Since its formation, the Royal African Company established forts and trading posts along the African coast. The company set up its headquarters at Cape Coast Castle on the Gold Coast (modern-day Ghana). They brought traders, merchants, miners, carpenters, native interpreters, and even distillers to build their forts and African trading posts. You will also find the names of thousands of British soldiers who travelled with the company. From Africa, the company brought men, women, and children as slaves to the colonies, as well as gold, wax, and ivory. After the Royal African Company lost its monopoly of the slave trade, it focused its attention on the ivory and gold markets.
Please note that the terms used in historical records reflect attitudes and language at the time and may now be considered derogatory or offensive
The transcripts reflect the 17th and 18th century’s practice of describing non-white European individuals as ‘black’, ‘negro’, or ‘mulatto’. The transcripts will not include a race field if it was not explicitly noted in the original records.
Researchers may use the Race field to find those individuals identified in the transcripts as ‘black’, ‘negro’, or ‘mulatto’. Note that we have standardised the spelling of ‘mulatto’, which is spelt in various different ways in the original records. The original records contain all three of the foregoing terms and, while the distinction between black and mulatto is generally adhered to, sometimes the terms are used interchangeably – the same man may be described as mulatto and black/negro in different records.

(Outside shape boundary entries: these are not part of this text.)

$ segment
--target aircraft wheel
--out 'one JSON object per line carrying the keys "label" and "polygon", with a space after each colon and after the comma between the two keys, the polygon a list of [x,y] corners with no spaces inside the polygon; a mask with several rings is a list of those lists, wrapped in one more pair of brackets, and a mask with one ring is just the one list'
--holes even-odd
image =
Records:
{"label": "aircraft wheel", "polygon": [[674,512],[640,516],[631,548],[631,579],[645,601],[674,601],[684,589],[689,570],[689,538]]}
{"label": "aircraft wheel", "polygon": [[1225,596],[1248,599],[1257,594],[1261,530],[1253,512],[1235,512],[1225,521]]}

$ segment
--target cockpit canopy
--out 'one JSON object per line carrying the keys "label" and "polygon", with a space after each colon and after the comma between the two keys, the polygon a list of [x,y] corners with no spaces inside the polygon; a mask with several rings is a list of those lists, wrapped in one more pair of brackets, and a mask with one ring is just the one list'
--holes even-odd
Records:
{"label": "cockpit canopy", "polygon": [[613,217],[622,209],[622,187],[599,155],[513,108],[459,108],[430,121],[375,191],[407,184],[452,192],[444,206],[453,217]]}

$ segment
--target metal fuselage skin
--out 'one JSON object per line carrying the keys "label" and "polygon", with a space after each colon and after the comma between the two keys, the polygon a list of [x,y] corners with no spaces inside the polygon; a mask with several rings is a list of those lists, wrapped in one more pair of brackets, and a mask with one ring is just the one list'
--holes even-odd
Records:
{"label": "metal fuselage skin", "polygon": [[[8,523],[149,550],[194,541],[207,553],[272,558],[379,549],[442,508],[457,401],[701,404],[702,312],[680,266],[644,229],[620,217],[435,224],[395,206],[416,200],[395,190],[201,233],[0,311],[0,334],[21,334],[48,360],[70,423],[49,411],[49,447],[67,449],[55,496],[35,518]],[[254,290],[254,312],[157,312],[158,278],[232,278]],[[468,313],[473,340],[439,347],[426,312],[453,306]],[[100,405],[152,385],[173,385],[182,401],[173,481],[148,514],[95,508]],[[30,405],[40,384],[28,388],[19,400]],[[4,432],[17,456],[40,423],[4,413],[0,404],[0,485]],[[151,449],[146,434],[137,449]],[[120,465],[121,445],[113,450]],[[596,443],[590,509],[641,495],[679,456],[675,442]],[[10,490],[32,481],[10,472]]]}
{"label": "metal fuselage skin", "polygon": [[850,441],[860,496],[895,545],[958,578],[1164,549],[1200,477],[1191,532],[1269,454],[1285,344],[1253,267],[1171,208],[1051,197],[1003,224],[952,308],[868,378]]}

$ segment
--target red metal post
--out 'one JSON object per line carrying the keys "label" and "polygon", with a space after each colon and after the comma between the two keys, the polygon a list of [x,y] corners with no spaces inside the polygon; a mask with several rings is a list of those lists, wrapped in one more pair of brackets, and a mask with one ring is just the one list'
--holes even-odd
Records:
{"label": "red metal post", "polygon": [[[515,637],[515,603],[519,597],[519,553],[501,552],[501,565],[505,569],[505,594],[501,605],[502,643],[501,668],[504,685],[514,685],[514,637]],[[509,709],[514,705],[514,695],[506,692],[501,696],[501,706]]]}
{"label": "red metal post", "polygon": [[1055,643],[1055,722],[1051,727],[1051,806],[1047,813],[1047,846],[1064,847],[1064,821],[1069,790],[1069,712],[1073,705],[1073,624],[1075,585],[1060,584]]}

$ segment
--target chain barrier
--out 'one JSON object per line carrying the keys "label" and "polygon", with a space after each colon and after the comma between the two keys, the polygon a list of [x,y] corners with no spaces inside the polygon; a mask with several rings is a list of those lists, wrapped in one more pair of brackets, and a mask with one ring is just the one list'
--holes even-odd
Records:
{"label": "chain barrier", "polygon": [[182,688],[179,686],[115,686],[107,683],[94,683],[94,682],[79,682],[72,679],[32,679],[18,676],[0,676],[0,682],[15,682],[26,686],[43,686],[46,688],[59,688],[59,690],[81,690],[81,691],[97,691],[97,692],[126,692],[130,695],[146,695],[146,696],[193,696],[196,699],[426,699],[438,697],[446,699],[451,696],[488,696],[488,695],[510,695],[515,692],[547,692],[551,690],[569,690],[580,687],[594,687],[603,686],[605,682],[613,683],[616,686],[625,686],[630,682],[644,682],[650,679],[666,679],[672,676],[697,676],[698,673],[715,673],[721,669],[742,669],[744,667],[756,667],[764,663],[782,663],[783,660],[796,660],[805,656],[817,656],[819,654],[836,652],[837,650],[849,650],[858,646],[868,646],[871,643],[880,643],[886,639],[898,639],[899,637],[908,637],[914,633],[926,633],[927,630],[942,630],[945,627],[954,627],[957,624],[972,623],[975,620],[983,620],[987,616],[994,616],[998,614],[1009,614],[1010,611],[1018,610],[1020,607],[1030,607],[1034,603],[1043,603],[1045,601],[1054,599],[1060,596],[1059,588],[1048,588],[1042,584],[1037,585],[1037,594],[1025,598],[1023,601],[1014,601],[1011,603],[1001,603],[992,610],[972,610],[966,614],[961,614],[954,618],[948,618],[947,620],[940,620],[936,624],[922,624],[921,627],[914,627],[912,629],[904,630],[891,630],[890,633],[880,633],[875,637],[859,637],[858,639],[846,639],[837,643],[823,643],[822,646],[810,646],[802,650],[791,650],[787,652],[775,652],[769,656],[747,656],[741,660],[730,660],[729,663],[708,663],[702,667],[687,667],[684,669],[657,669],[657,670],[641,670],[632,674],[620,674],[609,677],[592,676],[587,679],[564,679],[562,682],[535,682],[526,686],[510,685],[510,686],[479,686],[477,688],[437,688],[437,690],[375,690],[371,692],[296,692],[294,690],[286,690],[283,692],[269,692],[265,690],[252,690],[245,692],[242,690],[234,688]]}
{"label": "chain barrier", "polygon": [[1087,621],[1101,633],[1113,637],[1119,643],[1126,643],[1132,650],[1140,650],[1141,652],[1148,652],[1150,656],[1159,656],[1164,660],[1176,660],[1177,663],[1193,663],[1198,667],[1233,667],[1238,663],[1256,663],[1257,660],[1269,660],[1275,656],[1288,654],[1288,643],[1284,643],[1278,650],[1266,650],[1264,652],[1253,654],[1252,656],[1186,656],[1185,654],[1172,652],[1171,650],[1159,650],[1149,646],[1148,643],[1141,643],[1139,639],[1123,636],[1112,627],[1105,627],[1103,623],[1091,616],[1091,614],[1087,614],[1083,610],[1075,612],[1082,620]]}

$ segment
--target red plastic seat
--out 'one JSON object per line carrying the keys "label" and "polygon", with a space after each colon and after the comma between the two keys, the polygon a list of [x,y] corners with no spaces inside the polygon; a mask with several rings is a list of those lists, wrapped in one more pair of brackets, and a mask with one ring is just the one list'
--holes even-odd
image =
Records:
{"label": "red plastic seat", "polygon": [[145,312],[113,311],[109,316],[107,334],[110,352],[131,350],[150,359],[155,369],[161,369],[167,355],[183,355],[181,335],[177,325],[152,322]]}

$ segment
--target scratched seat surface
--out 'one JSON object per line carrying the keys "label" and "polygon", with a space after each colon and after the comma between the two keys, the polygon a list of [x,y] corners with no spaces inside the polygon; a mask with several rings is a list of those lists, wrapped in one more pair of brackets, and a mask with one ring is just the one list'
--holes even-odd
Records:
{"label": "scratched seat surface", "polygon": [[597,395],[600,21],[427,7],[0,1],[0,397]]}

Not all black or mulatto individuals are described as such – sometimes the records (or the transcripts) are silent in this respect. Therefore, if you find a man by searching, without a name, for the search term “mulatto”, for instance, you would then want to repeat your search under his name, removing the search term “mulatto”, to fetch all possible references to him
Where an individual is given only one name in the original record, this name has been transcribed in the first name field.
The spelling of West African names are likely to vary.
Where possible, forenames have been partly standardised (and abbreviations expanded). Surnames are mostly shown with their original transcription.
Freemen of the company can be found by selecting ‘freemen of the company’ under status or by searching the occupation field for Bristol/Liverpool/London merchant.
Occupations have been standardised and their abbreviations expanded where possible. For example, “sergeant” is spelt many ways but has been attributed a single spelling in the transcripts.
The fort field includes two places called James Fort and Fort James. One fort is in Accra and the other on James Island in the River Gambia. It is not always possible to distinguish one from the other; therefore, there are four values in the dropdown list for these two places.
Other than James Fort mentioned above, the names of forts have been standardised where possible, mostly to their modern names.
Note that ‘Guinea’ covers a very large area and isn't the same as modern Guinea-Bissau.